Oggi ricomincia il Giro d’Italia: parte dall’Olanda, patria delle due ruote, dove vige la civiltà del pedale, non la tirannia del volante. E lì ci rimane sino a domenica. Riprenderà le antiche strade martedì, dalla Calabria. Alla Grande Partenza assisterà pure re Guglielmo Alessandro, gran patito della bicicletta, come del resto, tutti gli olandesi. Che hanno pagato almeno 3,5 milioni di euro per le prime tre tappe tra dighe e mulini a vento. In Italia, ormai, cifre così per una Grande Partenza sono chimera. E tuttavia, l’edizione numero 99 del Giro propone memoria, non solo competizione tra Vincenzo Nibali e gli stranieri: cade infatti il settantesimo anniversario di un Giro epocale. Settant’anni sono un crinale decisivo. Fanno Storia. E inducono a confronti impietosi.
Il Giro del 1946 fu il più importante, per la sua portata emblematica e simbolica: il primo dopo la catastrofe della Seconda guerra mondiale, dopo il fascismo, dopo la guerra civile. Lo chiamarono il Giro della Rinascita (per usare il lessico della sinistra di allora). Ma anche il Giro della Ricostruzione, secondo la vulgata democristiana. C’erano già Peppone e don Camillo a pestare sulla pedaliera. Comunque, per la gente fu soprattutto il Giro della Speranza, della voglia di ricominciare. La corsa attraversava in 17 tappe e 3mila chilometri un’Italia martoriata, “una sorta di giostra irreale fra le macerie”, scrisse Orio Vergani, “e fra i problemi di un Paese che stentava a rimettersi in piedi”. Però, il Giro riuscì nel miracolo di andare oltre i cumuli delle rovine materiali e spirituali. Dimostrò che volendo si poteva voltar pagina, riappropriarsi di sogni, passioni e stramberie, perché, sostenne Dino Buzzati, il Giro era “un caposaldo del romanticismo assediato dalle squallide forze del progresso”. Le sofferenze della vita quotidiana si intrecciavano nelle vicende e nelle fiere rivalità della corsa.
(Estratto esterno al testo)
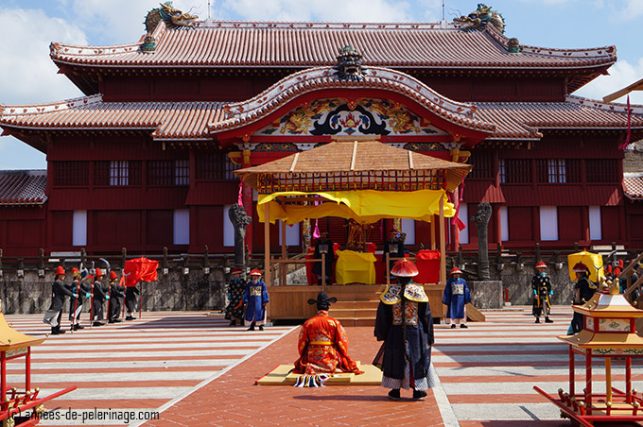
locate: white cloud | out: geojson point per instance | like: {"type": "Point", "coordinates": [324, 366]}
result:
{"type": "Point", "coordinates": [621, 75]}
{"type": "Point", "coordinates": [321, 10]}
{"type": "Point", "coordinates": [28, 74]}
{"type": "Point", "coordinates": [121, 21]}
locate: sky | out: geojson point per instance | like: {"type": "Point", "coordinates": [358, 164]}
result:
{"type": "Point", "coordinates": [27, 27]}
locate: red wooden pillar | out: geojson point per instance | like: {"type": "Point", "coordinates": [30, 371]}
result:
{"type": "Point", "coordinates": [247, 201]}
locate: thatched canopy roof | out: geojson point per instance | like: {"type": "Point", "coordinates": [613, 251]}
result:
{"type": "Point", "coordinates": [359, 163]}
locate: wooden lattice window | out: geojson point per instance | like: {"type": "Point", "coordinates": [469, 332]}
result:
{"type": "Point", "coordinates": [602, 171]}
{"type": "Point", "coordinates": [117, 173]}
{"type": "Point", "coordinates": [482, 163]}
{"type": "Point", "coordinates": [71, 174]}
{"type": "Point", "coordinates": [515, 171]}
{"type": "Point", "coordinates": [215, 166]}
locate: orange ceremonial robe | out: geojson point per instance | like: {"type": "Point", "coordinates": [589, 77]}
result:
{"type": "Point", "coordinates": [323, 347]}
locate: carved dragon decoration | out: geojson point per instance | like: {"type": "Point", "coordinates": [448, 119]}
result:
{"type": "Point", "coordinates": [478, 19]}
{"type": "Point", "coordinates": [170, 15]}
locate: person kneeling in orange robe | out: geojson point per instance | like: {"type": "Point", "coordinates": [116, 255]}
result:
{"type": "Point", "coordinates": [323, 345]}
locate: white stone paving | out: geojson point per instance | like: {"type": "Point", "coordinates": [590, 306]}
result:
{"type": "Point", "coordinates": [158, 342]}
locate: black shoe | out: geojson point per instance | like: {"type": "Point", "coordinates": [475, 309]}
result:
{"type": "Point", "coordinates": [419, 394]}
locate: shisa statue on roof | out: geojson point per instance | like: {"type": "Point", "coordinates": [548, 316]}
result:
{"type": "Point", "coordinates": [323, 344]}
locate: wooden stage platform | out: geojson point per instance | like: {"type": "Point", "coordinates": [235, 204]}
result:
{"type": "Point", "coordinates": [356, 304]}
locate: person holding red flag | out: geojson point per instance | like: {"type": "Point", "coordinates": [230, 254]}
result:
{"type": "Point", "coordinates": [116, 295]}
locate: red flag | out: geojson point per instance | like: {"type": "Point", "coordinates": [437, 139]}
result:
{"type": "Point", "coordinates": [628, 135]}
{"type": "Point", "coordinates": [140, 270]}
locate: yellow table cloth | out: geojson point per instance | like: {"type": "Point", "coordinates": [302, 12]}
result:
{"type": "Point", "coordinates": [355, 267]}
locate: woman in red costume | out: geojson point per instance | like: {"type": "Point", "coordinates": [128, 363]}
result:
{"type": "Point", "coordinates": [323, 345]}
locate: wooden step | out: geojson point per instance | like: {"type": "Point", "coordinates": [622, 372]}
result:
{"type": "Point", "coordinates": [353, 312]}
{"type": "Point", "coordinates": [357, 321]}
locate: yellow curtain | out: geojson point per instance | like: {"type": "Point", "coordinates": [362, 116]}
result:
{"type": "Point", "coordinates": [365, 206]}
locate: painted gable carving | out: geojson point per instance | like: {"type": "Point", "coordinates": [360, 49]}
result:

La tenacia di Bartali, che vinse quel Giro, e la classe di Coppi, che fu secondo, idealizzavano la tenacia collettiva.
Oggi, l’Italia del Giro d’Italia è un’Italia della Distruzione. Della Delusione. Delle sconfitte. Del dissesto. Morale. Politico. Economico. È una corsa che penetra nell’angoscia di chi non vede futuro. Si va in fuga. I corridori per passare primi sotto lo striscione. I giovani, per trovare lavoro, e dignità. Al mattino, ai ritrovi di partenza, ci si piega agli inevitabili e vacui riti delle autorità: i loro pistolotti sanno di aria fritta e di promesse spesso irrealizzabili. Aspettiamoci un tripudio di comparsate, siamo in tempi di elezioni. Nel 1946, di soldi ne giravano davvero pochi. I campioni si facevano pagare persino con forniture di mobili o di attrezzi per la campagna o per le officine che poi rivendevano: il reddito nazionale per abitante era di 60.711 lire, i nostri attuali 1.500 euro. Una bici nuova costava un terzo dello stipendio medio annuo ed era il mezzo più economico e diffuso. Pochissime le auto in circolazione. Sui camion, dietro, ondeggiavano cartelli con su scritto “vietato farsi trainare”.
Oggi la bicicletta è tornata di moda: ti pagano se vai al lavoro pedalando e lasci l’auto in garage. Il ciclismo è sport tecnologicamente avanzato. Le bici utilizzano materiali sofisticati. Il computer regola le tattiche di gara. La medicina governa diete e preparazioni, per salvaguardare la salute ed ottimizzare le prestazioni. In agguato c’è la farmacia… i campioni sono ben pagati, la tentazione di doparsi è costante. I patron delle squadre pretendono risultati presenze in tv. Organizzare un Giro impone budget sempre più esosi. Il Giro del 1946 si fece con grandi sacrifici. Era stato preceduto da eventi straordinari: il concerto di Arturo Toscanini, l’11 maggio, in un teatro della Scala ricostruito a tempi di record (e un’acustica meravigliosa). La Fiera Campionaria di Milano aveva riaperto i battenti. Il 2 giugno gli italiani avevano votato la Repubblica. Il 13, re Umberto II era andato in esilio. La fatica dei corridori era come la fatica di tutti. E pure l’ultimo ebbe una sorta di gratificazione: la maglia nera. Sui muri accanto a Viva Coppi qualcuno aggiungeva Vota Fronte Democratico popolare, Viva Bartali valeva Vota Dc. La maglia nera era solo Malabrocca. L’ultimo. Cioè il primo a conquistarla.